The new populate method is much more powerful than adding pointers with parse. For example you can use existing Semantic pointers to construct new ones and you can use transforms as normalized() and unitary() to make vectors unit length or normalized. Note that a simple Semantic Pointer will be normalized, but you need to explicitly do this when constructing a pointer out of others.

In the following example we create a vocabulary with four pointers A, B, C, and D. A is made unitary, D is constructed from other vectors and normalized.

[25]:
vocab = spa.Vocabulary(d)
vocab.populate('A.unitary(); B; C; D = (A * B + C).normalized()')

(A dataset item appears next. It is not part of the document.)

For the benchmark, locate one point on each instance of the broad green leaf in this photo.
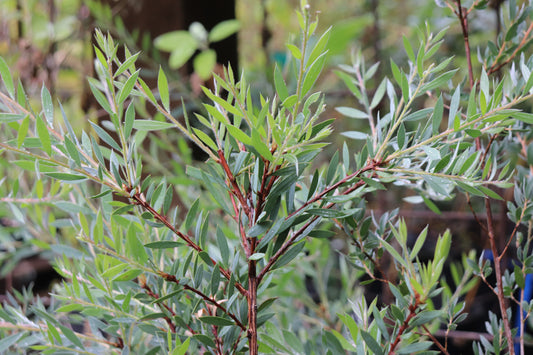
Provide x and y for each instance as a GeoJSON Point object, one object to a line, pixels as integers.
{"type": "Point", "coordinates": [223, 30]}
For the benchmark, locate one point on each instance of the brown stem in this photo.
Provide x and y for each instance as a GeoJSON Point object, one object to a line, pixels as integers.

Another new and sometimes useful method is parse_n which allows to parse multiple Semantic Pointer expressions at once. This can be useful for programmatically constructing a list of pointers for plotting. The following example demonstrates that for all convolution pairs. It also shows that when using a predefined vocabulary, the modules will obtain their dimensionality from that vocabulary. No need to pass dimensionality and vocabulary anymore!

[26]:
vocab = spa.Vocabulary(d, pointer_gen=rng)
vocab.populate('A; B; C')

with spa.Network() as model:
    state = spa.State(vocab)
    spa.sym.A * spa.sym.B >> state
    p = nengo.Probe(state.output, synapse=0.01)
[27]:
with nengo.Simulator(model) as sim:
    sim.run(0.5)
[28]:
plot_keys = pairs(vocab)
plot_vectors = vocab.parse_n(*plot_keys)

plt.plot(sim.trange(), spa.similarity(sim.data[p], plot_vectors))
plt.xlabel("Time [s]")
plt.ylabel("Similarity")
plt.legend(plot_keys)
[28]:
<matplotlib.legend.Legend at 0x7f4a3c220978>
../_images/examples_intro-coming-from-legacy-spa_45_1.png

Another feature of nengo_spa is “type-safety” in the sense that you cannot just connect things with different vocabularies in action rules.

[29]:
v1 = spa.Vocabulary(d)
v1.populate('A; B')
v2 = spa.Vocabulary(d)
v2.populate('B; C')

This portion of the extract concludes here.